Queridos Hermanos y Hermanas en el Señor:
Que el fuego del Espíritu Santo que se derramó sobre los apóstoles en forma de lenguas de fuego, también se derrame sobre nosotros, purifique e inflame nuestros corazones y nos fortalezca e ilumine en la misión de extender el Reino de Cristo allí donde el Señor nos ha colocado a cada uno.
Los cristianos hemos de ser fuego que encienda, como Jesús encendió a sus discípulos. Nuestro amor debe ser lumbre Viva, Crítica en Línea que convierte en puntos de ignición, otras fuentes de amor y de apostolado, a quienes tratamos. El Espíritu Santo soplará, a través de nosotros, en muchos que parecían apagados, y de su rescoldo de vida cristiana saldrán llamas que se propagarán a otros ambientes que de no ser por ellos hubieran permanecido fríos y muertos. No importa que nos parezca que somos poca cosa, que apenas podemos hacer nada, que no sabemos, que nos falta formación. El Señor sólo quiere poder contar del todo con cada uno. ¡Qué grato le es al Señor el que, en la intimidad de nuestra alma, le digamos que somos todo de Él, que puede contar con lo poco que somos!.

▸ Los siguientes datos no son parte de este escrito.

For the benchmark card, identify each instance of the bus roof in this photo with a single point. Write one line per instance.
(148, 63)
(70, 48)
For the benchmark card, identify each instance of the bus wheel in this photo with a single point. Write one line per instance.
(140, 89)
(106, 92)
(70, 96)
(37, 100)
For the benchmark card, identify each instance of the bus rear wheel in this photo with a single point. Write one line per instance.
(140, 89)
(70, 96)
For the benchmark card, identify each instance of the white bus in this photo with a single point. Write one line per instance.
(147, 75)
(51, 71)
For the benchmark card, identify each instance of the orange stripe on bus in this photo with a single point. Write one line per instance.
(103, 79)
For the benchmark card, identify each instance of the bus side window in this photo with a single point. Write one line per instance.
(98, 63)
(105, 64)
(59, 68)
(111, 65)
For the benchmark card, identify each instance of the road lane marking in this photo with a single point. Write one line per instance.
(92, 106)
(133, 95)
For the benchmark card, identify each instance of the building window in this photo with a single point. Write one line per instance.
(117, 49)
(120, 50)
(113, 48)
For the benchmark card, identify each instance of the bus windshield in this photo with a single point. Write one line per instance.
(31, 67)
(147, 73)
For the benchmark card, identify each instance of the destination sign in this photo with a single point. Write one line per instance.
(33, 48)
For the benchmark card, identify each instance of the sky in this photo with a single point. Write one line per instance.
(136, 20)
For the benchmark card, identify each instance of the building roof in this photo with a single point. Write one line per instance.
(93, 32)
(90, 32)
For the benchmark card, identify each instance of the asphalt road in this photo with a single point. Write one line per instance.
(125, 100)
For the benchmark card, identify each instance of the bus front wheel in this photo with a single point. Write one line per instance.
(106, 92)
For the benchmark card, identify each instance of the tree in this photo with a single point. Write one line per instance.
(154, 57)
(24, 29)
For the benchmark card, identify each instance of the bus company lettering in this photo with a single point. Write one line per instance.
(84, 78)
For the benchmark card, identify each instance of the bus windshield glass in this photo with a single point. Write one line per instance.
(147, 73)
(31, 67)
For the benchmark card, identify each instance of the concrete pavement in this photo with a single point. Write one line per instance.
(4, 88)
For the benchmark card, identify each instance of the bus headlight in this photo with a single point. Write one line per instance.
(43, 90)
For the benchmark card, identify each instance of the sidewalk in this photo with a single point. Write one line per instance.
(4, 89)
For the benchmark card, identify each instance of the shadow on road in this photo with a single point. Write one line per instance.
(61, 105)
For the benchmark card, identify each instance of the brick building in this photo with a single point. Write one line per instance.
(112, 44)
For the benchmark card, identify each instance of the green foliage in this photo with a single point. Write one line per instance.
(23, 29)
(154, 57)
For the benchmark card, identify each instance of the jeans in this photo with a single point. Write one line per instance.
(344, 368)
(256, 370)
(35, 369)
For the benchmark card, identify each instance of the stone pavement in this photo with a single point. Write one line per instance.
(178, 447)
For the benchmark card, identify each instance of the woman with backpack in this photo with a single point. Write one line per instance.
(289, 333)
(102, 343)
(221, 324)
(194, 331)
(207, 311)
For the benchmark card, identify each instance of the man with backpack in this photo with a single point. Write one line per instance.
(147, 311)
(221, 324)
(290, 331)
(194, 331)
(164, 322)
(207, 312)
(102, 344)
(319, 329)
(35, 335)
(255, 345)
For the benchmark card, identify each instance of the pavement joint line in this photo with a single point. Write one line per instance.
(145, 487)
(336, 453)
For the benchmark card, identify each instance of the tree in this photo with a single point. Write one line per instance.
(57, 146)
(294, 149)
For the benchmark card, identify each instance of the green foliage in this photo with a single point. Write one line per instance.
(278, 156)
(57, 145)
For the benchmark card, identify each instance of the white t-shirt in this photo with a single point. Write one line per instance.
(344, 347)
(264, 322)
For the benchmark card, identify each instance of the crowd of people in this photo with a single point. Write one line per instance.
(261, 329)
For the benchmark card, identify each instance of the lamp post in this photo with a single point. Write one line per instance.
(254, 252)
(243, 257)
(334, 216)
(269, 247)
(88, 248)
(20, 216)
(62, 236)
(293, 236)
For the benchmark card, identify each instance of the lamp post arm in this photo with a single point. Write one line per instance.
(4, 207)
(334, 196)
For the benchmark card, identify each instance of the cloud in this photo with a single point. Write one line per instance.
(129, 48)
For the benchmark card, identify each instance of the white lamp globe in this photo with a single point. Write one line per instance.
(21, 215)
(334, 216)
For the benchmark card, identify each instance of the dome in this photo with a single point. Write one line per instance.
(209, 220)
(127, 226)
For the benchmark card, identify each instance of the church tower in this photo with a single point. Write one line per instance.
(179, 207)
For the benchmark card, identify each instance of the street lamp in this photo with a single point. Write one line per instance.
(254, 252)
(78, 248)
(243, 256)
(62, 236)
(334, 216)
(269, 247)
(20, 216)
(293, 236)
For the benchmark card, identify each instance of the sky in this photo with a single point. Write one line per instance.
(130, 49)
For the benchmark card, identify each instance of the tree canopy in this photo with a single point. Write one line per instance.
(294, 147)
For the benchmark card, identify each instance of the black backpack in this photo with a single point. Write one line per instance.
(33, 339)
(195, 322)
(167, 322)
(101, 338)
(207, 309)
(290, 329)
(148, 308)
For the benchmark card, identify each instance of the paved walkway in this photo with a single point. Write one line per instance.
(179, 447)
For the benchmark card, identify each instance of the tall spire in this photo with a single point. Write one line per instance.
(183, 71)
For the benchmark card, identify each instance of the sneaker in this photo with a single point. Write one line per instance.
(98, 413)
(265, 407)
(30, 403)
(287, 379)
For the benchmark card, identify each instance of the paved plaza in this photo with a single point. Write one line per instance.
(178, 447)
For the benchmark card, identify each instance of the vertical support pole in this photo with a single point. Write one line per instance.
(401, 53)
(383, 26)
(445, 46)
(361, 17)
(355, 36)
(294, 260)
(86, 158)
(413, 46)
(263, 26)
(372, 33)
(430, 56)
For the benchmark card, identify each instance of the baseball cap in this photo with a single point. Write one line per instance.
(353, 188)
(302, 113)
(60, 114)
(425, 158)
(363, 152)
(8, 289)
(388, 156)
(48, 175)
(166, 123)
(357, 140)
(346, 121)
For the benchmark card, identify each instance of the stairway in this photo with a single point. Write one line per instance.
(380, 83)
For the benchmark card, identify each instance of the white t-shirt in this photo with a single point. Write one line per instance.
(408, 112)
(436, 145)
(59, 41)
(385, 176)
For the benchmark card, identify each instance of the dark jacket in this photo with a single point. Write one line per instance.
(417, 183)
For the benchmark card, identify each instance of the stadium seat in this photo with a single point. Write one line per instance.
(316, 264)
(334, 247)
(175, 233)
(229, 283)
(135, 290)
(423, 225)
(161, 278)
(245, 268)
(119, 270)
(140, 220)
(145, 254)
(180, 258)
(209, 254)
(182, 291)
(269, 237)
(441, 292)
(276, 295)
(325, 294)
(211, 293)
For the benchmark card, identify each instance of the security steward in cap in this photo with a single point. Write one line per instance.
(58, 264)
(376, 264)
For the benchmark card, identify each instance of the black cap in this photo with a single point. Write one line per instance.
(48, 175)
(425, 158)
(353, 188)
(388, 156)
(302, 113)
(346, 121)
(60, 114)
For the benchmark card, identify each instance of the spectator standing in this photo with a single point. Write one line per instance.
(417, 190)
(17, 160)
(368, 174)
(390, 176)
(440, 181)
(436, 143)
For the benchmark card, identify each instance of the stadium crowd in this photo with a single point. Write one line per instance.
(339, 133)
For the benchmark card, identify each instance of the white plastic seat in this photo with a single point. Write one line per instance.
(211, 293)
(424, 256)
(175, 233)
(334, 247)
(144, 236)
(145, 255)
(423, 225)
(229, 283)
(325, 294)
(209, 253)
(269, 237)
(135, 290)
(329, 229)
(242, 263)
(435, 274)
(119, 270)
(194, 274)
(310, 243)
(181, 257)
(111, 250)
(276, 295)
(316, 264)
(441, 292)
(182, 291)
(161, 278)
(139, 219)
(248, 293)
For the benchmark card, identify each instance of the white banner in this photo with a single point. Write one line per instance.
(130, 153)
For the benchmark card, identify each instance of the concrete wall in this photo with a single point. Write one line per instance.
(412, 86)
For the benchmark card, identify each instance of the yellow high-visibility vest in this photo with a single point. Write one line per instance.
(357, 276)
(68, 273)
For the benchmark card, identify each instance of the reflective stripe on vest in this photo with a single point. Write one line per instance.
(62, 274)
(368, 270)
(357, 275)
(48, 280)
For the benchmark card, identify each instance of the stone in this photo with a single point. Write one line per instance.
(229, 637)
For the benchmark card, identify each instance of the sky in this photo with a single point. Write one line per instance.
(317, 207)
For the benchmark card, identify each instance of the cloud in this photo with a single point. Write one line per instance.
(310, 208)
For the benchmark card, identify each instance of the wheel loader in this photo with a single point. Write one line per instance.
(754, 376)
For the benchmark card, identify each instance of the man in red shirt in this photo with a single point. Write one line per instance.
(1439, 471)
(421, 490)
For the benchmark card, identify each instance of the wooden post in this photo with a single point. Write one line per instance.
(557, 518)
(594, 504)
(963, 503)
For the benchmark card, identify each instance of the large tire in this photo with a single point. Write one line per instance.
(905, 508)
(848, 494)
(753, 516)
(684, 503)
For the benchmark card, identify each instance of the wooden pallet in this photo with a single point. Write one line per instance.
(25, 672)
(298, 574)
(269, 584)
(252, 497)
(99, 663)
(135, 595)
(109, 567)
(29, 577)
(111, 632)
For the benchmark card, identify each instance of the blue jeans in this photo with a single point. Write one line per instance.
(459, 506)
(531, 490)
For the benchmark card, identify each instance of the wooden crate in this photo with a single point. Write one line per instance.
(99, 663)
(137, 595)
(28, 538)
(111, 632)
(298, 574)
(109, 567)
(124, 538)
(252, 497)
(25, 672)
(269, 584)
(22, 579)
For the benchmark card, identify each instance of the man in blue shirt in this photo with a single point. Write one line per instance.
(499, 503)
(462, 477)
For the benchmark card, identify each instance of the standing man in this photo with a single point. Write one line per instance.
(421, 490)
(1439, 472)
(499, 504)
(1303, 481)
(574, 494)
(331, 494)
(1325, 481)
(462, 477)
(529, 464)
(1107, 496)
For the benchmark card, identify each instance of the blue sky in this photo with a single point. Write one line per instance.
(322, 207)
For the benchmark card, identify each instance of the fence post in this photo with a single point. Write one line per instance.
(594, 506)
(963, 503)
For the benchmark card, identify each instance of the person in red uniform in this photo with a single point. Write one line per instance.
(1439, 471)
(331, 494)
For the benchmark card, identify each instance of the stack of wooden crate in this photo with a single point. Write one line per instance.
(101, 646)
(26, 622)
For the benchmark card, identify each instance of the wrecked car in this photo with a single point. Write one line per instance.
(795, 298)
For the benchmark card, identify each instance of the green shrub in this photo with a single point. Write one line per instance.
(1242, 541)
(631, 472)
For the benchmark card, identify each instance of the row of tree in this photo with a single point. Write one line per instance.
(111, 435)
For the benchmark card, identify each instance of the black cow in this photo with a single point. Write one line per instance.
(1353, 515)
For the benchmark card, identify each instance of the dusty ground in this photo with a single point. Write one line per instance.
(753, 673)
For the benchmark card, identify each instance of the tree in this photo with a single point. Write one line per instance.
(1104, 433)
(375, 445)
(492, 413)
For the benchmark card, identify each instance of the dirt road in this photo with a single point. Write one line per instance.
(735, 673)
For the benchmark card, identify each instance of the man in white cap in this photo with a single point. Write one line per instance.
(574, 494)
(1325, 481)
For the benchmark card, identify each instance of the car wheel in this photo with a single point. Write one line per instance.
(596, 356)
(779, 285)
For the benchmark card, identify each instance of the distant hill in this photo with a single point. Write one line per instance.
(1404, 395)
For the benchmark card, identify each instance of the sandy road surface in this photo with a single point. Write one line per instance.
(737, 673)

El amor verdadero a Dios se manifiesta enseguida en apostolado, en deseos de que otros conozcan y amen a Jesucristo. "Me ardía el corazón dentro del pecho, se encendía el fuego en mi meditación" (Sal. 38, 4). ¿Qué fuego es ése sino el mismo del que habla Cristo: "fuego he venido a traer a la tierra y qué he de querer sino que arda?" (Lc. 12, 49). Fuego de apostolado que se robustece en la oración, en el trato íntimo con Cristo.
Allí se alimenta el afán apostólico. Junto al sagrario tendremos luz y fuerzas; hablaremos a Jesús de los hijos, de los padres, de los hermanos, de los amigos, de aquella persona que acabamos de conocer, de las que encontraremos ese día por motivos profesionales o en los menudos incidentes de la vida diaria.